The outcome of this fellowship led to identifying key design and social issues in transit and public spaces across seven clusters, and these were submitted to relevant departments for action.
Recognising domestic violence as a public health issue is another step towards creating a city with holistic healthcare that caters to victims of violence.
If a woman with bruises and emotional trauma were to visit a clinic for a routine check-up, how should the attending doctor respond?
In this effort, 50 Urban Primary Health Centre (UPHC) doctors were trained in recognising signs of domestic violence, including physical signs, responses to standard questions, and overall demeanour.
They were educated about necessary steps such as helpline services, medical care, and other larger services available in the city to address such situations.
Chennai is embarking on a journey of transformative initiatives and innovative institutional mechanisms.
As a symbol of progress, Chennai proudly stands as one of the Indian cities with a young woman Mayor at the forefront.
R Priya assumed office as the Honourable Mayor of Chennai in February 2022.
In a monumental stride towards gender and economic empowerment, Chief Minister MK Stalin launched a transformative initiative in 2021 by introducing free bus travel for women, girls, and transgender individuals.

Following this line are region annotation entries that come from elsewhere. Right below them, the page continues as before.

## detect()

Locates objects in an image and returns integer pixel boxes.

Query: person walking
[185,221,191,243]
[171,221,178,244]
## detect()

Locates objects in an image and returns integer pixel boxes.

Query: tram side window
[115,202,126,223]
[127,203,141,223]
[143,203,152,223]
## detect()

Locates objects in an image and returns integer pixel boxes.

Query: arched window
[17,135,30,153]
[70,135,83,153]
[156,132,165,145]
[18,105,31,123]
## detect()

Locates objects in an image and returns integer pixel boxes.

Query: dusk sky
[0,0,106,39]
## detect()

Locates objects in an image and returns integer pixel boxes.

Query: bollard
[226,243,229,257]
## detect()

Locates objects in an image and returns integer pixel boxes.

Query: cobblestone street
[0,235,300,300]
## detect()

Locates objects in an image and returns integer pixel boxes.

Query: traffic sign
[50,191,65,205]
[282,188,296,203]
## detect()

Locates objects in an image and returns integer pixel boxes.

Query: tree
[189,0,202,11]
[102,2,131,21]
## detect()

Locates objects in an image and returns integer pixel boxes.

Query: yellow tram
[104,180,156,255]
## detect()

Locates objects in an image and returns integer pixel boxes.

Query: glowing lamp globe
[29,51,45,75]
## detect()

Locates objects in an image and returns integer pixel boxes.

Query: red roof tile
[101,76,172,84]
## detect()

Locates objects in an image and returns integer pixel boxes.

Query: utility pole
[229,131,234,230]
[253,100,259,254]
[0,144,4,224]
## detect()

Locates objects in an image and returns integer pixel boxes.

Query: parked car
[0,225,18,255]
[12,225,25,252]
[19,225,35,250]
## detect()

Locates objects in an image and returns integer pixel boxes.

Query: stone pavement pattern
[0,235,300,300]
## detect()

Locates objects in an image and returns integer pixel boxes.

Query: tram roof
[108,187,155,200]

According to Metropolitan Transport Corporation data, the city witnesses a remarkable daily ridership of 28.66 lakh individuals using buses. Among them, a significant 11 lakh are women who avail of the beneficial free travel programme introduced by the Tamil Nadu government.
The Department of Social Welfare and Women’s Empowerment revamped its 181 Helpline Services in February 2021.
This resulted in the establishment of a round-the-clock mechanism ready to offer immediate and life-saving responses to women affected by violence.
To strengthen the city’s commitment to safeguarding women and children, the Greater Chennai Police initiated a pioneering effort — a squadron of all-women mobile police patrolling units.
While challenges and areas needing improvement may exist, the collective efforts of various stakeholders demonstrate a strong commitment to progress.
The dedication to creating a city where every thought and action resonates with inclusivity is a potent aspiration. It has the potential to transform Chennai into a model for other urban areas striving for gender-sensitive planning and service delivery.
Perhaps, the city is not far from becoming the next Vienna.
(The Gender and Policy Lab is a four-member entity within the Special Projects Department of the Greater Chennai Corporation)
(‘Madras 384’ is a curated compilation of articles that joyfully celebrate the captivating journey of Chennai, also known as Madras, while inspiring meaningful discussions.)